Phenotype to function: using quantitative behavioural fingerprints to predict compound mode of action

Abstract

Phenotypic screens are used to discover novel lead compounds for use as pesticides and anthelmintics as well as pharmaceuticals in some cases. However, these screens rarely elucidate the drug target directly which can make it difficult to understand a compound’s specificity, possible off-target effects including toxicity, and the likelihood of resistance in target species. Finding and identifying these target modes of action requires substantial effort across several disciplines including direct observation of drug effects on animals, sometimes called manual symptomology. As manual symptomology is lengthy and operator dependant, it is a point at which the process could be improved. By using high-resolution high-throughput imaging rigs to collect detailed phenotypic responses from C. elegans treated with test compounds, we detect subtle phenotypes not easily identified by eye. We hypothesised that collecting behavioural phenotypes from drugs where the target is known will allow a comparative analysis with the behavioural effects of unseen compounds and make it possible to predict their modes of action. Here we tested a library of 110 insecticides and anthelmintics on C. elegans, from a panel of 12 wild isolates.
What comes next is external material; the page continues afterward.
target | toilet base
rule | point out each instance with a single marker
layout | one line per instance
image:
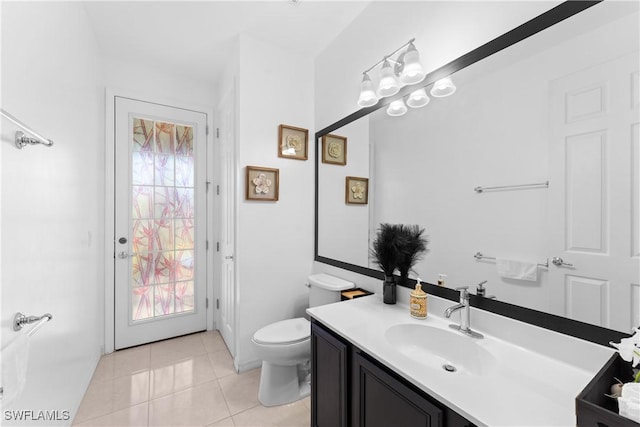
(282, 384)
We observed strong phenotypes that were shared within mode of action classes particularly for vesicular acetylcholine transporters presenting a coiling phenotype. Furthermore, we trained a classifier which predicts the mode of action to an accuracy of 88% for a subset of 10 modes of actions for the blinded section of the library. We also tested a smaller set of compounds on the plant parasitic nematode H. schachtii and found quantitative differences in their responses compared to C. elegans. Using this approach in tandem with traditional drug discovery routes may lead to faster target discovery.